UK Trains or Arms Half the Countries on Its List of Human Rights Abusers

New research has shown the U.K. is providing military training and support to over half the countries named on its own watchlist of human rights abusers. An investigation by Campaign Against Arms Trade (CAAT) and The Independent has revealed U.K. armed forces have trained security and armed forces personnel from 16 of 30 regimes who are on a Foreign Office (FCO) watch list for use of torture and violence.

The FCO publishes an annual report on Human Rights and Democracy that lists countries of “wide-ranging concern.” While it is no secret the interests of the military-industrial complex come before human rights, information obtained from the Ministry of Defence could arguably be satire if it weren’t so appalling. The discovery that British soldiers have trained armed forces in over half the countries on its own human rights watchlist warrants an even slower hand clap than Tony Blair’s admission, weeks ahead of the Chilcot Inquiry, that his understanding of the Middle East “is a lot deeper today” than when he was Prime Minister.

Despite horrific human rights records, the “countries of concern” benefiting from support from the British war machine are listed as Afghanistan, Bahrain, Bangladesh, Burma, Burundi, China, Colombia, Egypt, Iraq, Libya, Pakistan, Saudi Arabia, Somalia, Sudan, Yemen, and Zimbabwe. Andrew Smith from CAATsaid Britain should not be colluding with countries it knows are led by authoritarian regimes, adding that the U.K. army has provided training to some of the most authoritarian states in the world.
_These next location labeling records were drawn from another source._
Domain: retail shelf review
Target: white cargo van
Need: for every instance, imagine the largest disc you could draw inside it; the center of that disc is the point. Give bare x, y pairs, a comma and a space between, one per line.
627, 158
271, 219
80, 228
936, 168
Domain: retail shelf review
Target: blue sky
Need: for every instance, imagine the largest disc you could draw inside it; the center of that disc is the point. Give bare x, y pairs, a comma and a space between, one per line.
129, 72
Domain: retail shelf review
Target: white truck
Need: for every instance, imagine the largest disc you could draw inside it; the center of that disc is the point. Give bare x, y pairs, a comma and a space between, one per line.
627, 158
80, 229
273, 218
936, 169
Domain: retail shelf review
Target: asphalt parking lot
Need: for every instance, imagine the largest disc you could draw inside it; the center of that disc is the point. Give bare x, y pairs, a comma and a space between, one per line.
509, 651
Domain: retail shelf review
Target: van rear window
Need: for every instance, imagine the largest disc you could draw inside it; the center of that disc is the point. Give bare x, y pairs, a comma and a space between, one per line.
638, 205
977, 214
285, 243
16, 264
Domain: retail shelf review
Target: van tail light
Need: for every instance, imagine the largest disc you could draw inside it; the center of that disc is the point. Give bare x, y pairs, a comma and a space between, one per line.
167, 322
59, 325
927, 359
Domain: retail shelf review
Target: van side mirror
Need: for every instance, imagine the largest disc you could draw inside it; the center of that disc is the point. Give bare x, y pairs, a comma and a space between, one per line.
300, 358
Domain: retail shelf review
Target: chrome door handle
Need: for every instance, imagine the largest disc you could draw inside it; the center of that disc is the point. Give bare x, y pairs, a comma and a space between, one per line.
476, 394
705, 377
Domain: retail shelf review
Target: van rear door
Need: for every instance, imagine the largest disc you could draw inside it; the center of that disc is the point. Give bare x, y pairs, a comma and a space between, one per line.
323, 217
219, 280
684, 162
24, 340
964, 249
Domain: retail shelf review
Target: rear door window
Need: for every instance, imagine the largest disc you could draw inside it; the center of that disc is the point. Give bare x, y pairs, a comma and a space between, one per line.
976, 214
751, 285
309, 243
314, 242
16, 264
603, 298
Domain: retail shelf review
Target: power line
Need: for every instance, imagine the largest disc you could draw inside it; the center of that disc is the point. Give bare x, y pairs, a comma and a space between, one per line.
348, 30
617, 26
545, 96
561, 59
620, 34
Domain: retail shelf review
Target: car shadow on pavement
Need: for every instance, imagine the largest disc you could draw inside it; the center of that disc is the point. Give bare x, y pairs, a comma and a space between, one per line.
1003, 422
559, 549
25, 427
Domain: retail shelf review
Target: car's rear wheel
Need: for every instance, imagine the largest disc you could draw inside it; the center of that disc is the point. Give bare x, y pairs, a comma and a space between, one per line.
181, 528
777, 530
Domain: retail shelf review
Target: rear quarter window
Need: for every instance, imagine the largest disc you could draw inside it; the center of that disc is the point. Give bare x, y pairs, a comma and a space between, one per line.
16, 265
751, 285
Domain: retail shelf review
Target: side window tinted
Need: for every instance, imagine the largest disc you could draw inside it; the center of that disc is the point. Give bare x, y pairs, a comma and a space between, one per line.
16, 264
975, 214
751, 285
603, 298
Further, evidence of the U.Kgovernment’s support for violations of international humanitarian law by Saudi forces in Yemen came to light through a British-made cluster bomb found in a Yemeni village. Despite the use of cluster bombs being banned under the Convention on Cluster Munitions  (to which the U.K. is a State Party) the unexploded munition was discovered by Amnesty International during the inspection of a village in northern Yemen.

Originally manufactured in the 1970s, the weapon contains 147 “bomblets” that scatter across a wide area and often do not detonate until disturbed at a later date.

The U.K. is thought to have sold large numbers of cluster munitions to Saudi Arabia and the United Arab Emirates (UAE) since the 1980s. Even if the weapons were sold before Britain became a signatory to the Convention, Britain should take responsibility for weapons previously supplied. Better still, the country should honour its claim to have one of the most robust arms export controls in the world — and at least attempt to rein in the industry profiting from death and destruction all over the world.